Price gains for oil, however, were limited as the Energy Information Administration report Wednesday also showed a sizable weekly climb in total U.S. crude production and recent data offered evidence of a pickup in output from the Organization of the Petroleum Exporting Countries.
U.S. benchmark July West Texas Intermediate crude CLN8, +0.48% rose 28 cents, or 0.4%, to settle at $66.64 a barrel on the New York Mercantile Exchange. That was the highest finish for the contract since May 31. August Brent crude LCOQ8, +0.99% the global benchmark, rose 86 cents, or 1.1%, to $76.74 a barrel on ICE Futures Europe.
The U.S. Energy Information Administration reported Wednesday that crude supplies fell by 4.1 million barrels for the week ended June 8. That was the biggest one-week drop since the 4.6 million-barrel decline reported for the week ending March 30. Analysts surveyed by S&P Global Platts had forecast a decline of 2.6 million barrels, while the American Petroleum Institute on Tuesday reported a climb of 833,000 barrels.
“Refinery runs at their highest level for the year—and above year-ago levels for the first time since mid-April—have encouraged a solid, yet seasonal draw to crude stocks, with additional bullish hues added to the report by draws to both gasoline and distillates,” said Matt Smith director of commodity research at ClipperData.
“On the demand side of the picture, total products supplied showed a return to form, while on the supply side, domestic production continues to reflect a rampant rise,” he said. Total domestic crude production climbed by 100,000 barrels a day to a fresh weekly record of 10.9 million barrels a day, the EIA report showed.
The 100,000 barrel-a-day increase was more than double the 2018 average weekly increase, according to Tyler Richey, co-editor of the Sevens Report. “If the pace of U.S. oil production growth begins to accelerate again in the coming weeks, that could mean the end of the 2018 oil rally and ultimately, a full-on trend reversal in the oil market.”
Gasoline stockpiles declined by 2.3 million barrels for the week, while distillate stockpiles fell 2.1 million barrels, according to the EIA. The S&P Global Platts survey forecast a supply rise of 200,000 barrels for gasoline, and expected distillate stocks to be unchanged.

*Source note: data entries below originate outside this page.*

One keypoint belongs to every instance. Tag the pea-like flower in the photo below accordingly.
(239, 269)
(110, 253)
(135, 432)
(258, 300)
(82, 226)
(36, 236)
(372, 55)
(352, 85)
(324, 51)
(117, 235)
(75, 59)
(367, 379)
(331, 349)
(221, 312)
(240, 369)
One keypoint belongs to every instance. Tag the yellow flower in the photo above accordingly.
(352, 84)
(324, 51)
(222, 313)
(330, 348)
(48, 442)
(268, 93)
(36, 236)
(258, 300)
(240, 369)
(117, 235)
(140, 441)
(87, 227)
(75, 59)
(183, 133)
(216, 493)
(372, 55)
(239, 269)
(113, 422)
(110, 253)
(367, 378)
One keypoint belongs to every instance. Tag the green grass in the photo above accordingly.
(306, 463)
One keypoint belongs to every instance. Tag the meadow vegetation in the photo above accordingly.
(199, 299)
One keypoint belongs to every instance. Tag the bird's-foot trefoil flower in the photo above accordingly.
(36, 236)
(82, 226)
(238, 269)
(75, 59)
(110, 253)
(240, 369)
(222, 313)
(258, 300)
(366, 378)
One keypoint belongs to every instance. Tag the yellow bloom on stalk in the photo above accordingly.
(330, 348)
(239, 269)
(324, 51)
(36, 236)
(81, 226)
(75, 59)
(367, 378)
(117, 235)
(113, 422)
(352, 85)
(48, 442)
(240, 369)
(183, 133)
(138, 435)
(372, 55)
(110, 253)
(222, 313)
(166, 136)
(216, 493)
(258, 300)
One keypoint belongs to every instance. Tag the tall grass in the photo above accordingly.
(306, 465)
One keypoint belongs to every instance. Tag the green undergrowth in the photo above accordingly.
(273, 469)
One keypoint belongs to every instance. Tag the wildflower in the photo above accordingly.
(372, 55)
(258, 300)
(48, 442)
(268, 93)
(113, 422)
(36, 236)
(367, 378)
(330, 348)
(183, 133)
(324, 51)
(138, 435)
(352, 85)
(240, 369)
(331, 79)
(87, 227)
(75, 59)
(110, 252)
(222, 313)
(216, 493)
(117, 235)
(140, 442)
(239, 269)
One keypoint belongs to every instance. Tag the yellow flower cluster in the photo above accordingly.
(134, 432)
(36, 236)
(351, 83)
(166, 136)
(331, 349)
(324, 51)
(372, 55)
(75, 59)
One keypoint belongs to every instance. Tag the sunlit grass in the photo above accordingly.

July natural gas NGN18, +0.88% settled at $2.963 per million British thermal units, up 0.8%, a day ahead of an EIA update on supplies of the fuel.
Also Wednesday, a monthly report from Paris-based International Energy Agency said that the group expects crude demand to grow by 1.4 million barrels a day in 2019.

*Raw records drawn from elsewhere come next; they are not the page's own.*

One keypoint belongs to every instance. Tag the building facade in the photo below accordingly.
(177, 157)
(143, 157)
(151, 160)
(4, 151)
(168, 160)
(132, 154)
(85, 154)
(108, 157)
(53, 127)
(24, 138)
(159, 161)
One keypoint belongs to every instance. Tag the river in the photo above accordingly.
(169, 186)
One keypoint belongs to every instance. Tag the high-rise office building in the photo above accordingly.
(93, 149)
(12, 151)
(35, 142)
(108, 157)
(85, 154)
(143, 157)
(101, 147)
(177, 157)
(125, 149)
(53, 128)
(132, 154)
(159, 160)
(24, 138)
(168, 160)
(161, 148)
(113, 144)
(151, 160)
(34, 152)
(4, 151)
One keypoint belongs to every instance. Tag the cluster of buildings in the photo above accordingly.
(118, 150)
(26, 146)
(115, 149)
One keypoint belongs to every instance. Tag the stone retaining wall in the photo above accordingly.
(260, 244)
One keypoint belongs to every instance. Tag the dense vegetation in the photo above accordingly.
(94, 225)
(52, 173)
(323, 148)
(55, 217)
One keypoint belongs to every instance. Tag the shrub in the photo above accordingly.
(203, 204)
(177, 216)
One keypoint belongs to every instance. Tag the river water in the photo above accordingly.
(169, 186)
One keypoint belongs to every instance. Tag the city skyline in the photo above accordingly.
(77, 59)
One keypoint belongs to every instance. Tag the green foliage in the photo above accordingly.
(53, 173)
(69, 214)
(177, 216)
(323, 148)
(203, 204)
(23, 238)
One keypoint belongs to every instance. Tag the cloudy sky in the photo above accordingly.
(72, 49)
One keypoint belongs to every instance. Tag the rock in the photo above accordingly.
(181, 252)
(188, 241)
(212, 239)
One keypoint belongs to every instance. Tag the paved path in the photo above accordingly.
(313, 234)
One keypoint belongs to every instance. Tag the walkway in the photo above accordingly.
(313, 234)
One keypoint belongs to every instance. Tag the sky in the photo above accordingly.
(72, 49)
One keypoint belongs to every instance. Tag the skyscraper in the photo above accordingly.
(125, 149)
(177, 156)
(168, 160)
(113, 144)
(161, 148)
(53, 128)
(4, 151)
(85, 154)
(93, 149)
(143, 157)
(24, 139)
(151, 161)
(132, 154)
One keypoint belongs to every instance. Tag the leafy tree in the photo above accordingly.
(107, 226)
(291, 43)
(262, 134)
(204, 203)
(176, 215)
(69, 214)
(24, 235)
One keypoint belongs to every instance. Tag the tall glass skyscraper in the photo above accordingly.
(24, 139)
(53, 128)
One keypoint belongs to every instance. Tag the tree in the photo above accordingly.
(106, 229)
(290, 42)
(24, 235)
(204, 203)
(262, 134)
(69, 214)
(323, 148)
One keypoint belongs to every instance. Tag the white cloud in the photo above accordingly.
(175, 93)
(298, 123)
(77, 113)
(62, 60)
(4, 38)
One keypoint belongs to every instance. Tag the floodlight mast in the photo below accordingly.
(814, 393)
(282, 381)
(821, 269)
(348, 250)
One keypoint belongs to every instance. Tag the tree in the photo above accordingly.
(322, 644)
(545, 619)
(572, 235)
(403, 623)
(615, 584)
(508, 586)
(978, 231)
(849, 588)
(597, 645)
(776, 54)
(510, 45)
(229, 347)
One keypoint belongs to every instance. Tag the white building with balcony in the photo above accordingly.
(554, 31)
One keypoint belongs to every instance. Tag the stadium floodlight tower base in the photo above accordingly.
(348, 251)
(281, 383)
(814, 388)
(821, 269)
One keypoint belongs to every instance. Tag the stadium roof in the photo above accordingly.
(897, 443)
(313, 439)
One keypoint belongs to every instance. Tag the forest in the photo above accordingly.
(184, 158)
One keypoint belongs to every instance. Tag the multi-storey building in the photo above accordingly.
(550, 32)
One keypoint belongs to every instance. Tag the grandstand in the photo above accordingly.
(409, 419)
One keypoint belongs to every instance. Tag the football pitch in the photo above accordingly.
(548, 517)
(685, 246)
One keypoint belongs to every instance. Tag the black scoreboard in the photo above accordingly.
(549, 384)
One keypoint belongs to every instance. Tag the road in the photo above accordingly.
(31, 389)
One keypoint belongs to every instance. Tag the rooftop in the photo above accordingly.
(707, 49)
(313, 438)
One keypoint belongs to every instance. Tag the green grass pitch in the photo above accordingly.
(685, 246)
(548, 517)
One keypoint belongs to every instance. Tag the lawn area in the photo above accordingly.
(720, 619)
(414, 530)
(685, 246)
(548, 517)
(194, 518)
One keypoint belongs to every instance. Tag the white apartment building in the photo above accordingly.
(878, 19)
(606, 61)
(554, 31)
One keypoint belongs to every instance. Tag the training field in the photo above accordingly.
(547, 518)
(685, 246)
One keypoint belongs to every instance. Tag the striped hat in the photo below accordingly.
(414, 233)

“Together with strong economic growth, the development of the petrochemical industry world-wide will underpin growth in oil demand,” the report read.
The IEA also cautioned that oil production from regions outside of the remit of OPEC, notably in the U.S., was set to increase. However, the organization said it expected projections for non-OPEC output to slow slightly next year to 1.7 million barrels a day, compared with expectations for 2 million barrels a day this year.
The report comes after a separate monthly report from OPEC Tuesday that showed member increased by 35,000 barrels a day in May, month-on-month, to average 31.87 million barrels a day.
A gathering of OPEC members is set for June 22. The meeting could determine the outlook for production curbs.
Tariq Zahir, managing member at Tyche Capital Advisors, said he expects “to see a production increase from OPEC members” and questions over the size of that raise have “kept the bulls from pushing prices higher at this point.”
“The 500-pound gorilla is what Russia and Saudi Arabia are going to decide—if and how much production could be put back on the market,” he said.